# Schedule



## n8als (Oct 17, 2006)

Can anyone tell me the draw down schedule for the Muskingum Watershed Lakes this fall.

Thank you... Tom


----------



## Saugie (Oct 23, 2004)

n8als said:


> Can anyone tell me the draw down schedule for the Muskingum Watershed Lakes this fall.
> 
> Thank you... Tom


Havn't seen anything in the paper so far but should start sometime the first of Nov. 
KD8KA


----------



## Tiny Tim (Sep 19, 2006)

They always start drawing all the MWCD lakes down on November 15th every year. This year they are going to draw Salt Fork down 3ft for a winter draw-down also. They will start that on November the 1st according to the state. They say they are doing that to releave the pressure on the dam from the high water they have every spring.


----------



## Hatchetman (Apr 13, 2004)

The schedule is supposed to be this

Seneca 11-1
Atwood 11-1
Leesville 11-1
Tappan 11-15
Clendenning 11-15
Piedmont 11-15
Tappan, Leesville, and Seneca are supposed to be drawn down 5-8 ft for some construction of some sort. The rest are normal, 3-5 ft.

Also, n8als, you and Gill are not permitted on Tappan....Pete


----------



## n8als (Oct 17, 2006)

Hatchetman:

Thanks for the info, and I'll let Gil know, that the sherriff ( Pete) of Bloomingdale, won't let us out route 22 to get to Tappan...

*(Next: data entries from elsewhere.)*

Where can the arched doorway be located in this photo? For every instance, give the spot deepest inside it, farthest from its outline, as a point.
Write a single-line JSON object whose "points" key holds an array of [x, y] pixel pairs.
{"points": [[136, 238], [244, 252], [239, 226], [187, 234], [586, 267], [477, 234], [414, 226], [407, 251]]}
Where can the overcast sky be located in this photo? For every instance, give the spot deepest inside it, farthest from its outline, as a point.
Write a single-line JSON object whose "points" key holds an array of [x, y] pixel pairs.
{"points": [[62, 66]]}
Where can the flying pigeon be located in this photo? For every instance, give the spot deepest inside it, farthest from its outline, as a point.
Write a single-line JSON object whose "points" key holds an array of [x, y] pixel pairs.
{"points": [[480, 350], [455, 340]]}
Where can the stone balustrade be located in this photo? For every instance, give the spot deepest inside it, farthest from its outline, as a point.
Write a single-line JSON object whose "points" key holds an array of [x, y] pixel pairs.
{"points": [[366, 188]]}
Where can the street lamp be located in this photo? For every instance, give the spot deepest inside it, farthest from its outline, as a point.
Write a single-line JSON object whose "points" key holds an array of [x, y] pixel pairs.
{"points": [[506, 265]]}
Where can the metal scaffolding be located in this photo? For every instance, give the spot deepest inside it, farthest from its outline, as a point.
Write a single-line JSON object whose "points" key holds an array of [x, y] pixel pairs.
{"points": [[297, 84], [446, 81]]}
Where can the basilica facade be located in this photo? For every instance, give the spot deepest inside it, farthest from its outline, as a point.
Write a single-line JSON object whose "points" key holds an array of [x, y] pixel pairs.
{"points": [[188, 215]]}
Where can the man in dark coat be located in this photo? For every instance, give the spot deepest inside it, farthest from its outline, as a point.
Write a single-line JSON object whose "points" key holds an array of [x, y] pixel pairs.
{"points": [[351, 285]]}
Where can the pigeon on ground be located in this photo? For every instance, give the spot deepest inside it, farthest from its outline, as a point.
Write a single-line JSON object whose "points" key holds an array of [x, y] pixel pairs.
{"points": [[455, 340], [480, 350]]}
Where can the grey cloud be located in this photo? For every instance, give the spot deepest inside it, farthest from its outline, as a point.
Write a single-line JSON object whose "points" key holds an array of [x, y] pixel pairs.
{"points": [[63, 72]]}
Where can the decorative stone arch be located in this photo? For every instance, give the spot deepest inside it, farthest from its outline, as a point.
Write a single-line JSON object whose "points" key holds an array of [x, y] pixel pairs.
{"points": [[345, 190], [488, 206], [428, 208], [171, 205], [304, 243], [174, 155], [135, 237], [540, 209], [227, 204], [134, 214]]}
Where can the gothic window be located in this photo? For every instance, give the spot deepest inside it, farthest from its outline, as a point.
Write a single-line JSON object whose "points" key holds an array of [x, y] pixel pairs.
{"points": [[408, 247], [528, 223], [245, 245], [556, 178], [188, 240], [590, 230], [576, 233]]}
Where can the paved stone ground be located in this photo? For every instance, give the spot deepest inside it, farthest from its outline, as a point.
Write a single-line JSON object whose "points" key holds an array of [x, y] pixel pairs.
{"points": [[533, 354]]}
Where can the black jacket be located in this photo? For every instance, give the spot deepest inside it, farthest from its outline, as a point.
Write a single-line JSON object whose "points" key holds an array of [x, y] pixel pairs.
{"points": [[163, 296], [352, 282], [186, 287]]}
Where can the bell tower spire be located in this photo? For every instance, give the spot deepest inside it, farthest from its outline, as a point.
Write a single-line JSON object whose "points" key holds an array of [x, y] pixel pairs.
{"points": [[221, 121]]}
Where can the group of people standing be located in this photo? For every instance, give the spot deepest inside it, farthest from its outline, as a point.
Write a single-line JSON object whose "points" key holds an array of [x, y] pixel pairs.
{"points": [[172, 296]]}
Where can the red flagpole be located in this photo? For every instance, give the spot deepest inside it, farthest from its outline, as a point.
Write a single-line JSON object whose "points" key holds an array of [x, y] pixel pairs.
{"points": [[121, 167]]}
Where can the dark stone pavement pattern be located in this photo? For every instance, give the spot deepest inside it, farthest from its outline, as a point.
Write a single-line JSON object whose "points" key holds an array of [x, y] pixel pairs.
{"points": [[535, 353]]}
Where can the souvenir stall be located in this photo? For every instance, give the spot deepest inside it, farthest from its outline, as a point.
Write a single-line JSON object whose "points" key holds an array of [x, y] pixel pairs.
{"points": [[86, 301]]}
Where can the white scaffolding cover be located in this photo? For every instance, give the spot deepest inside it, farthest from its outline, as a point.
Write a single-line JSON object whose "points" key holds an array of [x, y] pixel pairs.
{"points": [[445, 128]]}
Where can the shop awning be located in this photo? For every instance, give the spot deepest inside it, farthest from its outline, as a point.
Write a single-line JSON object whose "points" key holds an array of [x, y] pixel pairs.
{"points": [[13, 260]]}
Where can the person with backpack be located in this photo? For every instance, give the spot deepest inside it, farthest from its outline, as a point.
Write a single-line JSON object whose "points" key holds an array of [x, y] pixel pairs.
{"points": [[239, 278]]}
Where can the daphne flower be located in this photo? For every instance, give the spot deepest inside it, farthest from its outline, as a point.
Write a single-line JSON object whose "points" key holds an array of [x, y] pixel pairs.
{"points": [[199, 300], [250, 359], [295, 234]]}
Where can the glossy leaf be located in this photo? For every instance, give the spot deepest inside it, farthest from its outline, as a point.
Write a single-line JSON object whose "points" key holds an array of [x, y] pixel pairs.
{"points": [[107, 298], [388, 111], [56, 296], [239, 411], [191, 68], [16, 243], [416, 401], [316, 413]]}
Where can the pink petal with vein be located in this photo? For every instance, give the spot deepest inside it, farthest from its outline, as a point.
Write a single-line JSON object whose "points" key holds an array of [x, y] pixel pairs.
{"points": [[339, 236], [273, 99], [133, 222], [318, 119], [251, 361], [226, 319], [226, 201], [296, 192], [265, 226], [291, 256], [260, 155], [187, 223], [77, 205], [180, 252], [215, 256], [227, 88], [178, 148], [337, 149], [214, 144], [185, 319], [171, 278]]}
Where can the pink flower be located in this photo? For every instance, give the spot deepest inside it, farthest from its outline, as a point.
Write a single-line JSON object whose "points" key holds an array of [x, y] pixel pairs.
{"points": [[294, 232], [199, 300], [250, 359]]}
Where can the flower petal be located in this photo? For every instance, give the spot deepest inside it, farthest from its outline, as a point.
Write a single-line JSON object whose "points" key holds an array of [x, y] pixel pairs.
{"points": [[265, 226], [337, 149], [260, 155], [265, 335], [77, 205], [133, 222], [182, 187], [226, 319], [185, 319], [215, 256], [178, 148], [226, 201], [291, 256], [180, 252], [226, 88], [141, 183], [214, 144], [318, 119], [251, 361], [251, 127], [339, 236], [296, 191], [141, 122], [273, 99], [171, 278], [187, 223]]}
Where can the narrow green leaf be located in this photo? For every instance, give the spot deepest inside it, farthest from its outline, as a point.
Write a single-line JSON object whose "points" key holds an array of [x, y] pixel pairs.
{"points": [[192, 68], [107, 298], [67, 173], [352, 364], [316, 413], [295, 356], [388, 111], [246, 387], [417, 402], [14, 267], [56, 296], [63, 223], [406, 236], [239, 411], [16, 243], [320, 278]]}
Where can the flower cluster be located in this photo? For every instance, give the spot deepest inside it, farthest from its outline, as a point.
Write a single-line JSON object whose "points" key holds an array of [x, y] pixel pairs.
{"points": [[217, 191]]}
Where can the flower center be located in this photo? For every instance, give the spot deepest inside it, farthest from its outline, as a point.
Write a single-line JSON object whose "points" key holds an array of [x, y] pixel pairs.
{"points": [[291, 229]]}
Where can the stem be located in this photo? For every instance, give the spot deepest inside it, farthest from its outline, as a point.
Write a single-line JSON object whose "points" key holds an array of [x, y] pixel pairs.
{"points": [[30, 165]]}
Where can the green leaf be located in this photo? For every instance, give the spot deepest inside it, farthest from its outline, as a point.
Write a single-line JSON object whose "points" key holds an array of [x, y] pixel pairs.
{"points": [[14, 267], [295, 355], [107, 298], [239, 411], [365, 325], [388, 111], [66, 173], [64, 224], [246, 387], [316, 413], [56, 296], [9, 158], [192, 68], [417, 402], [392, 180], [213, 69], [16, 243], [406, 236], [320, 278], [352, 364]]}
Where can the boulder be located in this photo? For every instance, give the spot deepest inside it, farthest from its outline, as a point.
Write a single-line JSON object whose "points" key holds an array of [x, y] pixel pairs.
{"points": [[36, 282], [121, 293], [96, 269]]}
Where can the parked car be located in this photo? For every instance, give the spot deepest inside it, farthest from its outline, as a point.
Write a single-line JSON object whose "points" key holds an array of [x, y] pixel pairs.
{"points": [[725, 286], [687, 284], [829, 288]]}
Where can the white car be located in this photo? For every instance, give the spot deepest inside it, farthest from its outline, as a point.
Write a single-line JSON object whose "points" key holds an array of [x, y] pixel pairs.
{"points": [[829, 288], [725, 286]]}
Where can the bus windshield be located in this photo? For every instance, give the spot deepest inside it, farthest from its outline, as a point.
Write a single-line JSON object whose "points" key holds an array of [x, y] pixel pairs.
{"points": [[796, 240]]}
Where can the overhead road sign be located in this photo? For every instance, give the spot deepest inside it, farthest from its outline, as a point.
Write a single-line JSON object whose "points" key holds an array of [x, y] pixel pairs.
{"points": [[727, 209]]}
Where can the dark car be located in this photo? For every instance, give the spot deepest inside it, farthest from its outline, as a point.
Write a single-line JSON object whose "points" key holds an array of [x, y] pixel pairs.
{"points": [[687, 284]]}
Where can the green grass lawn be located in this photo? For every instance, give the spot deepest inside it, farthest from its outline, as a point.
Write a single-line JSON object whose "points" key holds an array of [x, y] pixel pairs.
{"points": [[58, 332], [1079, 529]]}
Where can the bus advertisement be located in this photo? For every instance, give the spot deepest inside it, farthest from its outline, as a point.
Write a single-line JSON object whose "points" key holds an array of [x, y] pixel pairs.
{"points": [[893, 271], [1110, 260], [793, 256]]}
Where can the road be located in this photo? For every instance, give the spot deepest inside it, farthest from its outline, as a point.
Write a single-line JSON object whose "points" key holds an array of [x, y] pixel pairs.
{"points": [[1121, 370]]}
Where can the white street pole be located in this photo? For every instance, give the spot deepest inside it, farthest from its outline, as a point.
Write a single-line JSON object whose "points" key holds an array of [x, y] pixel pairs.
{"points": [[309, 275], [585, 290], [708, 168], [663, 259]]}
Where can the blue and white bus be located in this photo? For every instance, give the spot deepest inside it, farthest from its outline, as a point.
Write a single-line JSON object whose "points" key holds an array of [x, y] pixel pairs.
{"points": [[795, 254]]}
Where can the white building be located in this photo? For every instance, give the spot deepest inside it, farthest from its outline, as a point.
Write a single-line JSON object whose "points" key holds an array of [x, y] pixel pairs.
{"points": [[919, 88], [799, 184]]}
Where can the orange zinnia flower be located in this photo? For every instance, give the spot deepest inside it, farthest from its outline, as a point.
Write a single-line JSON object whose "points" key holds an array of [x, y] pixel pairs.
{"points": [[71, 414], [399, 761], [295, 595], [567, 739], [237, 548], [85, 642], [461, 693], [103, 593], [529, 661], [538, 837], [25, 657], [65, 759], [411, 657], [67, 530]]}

Keep your tip up and a tight line...

Tom


----------



## RippnLips (Sep 28, 2007)

are the new ramps at attwood still usable after the drop?


----------



## V-MAX200 (Oct 16, 2007)

yes. we use them untill the ice comes on. just be carefull


----------



## RippnLips (Sep 28, 2007)

Cool! thanks it's gonna be like fishing a new lake. hows the fishing after they drop it? (bass & saugeye)


----------



## V-MAX200 (Oct 16, 2007)

very good! try black 3/8-1/2 oz jigs around any dock ends that are still in the water. also try shad raps (#5 & #7) and d/t 6 and 10 cranks on the points in shad patterns and silver with chart. backs. With the crank baits you should catch bass and saugeyes together. don't forget to try vibees and jigging spoons in the same areas that you throw the crankbaits. Alot of times you will catch bigger fish doing this because they will sometimes hold below the schools of shad and feed on the dead and dying ones as they fall to the bottom. I hope this helps you out!


----------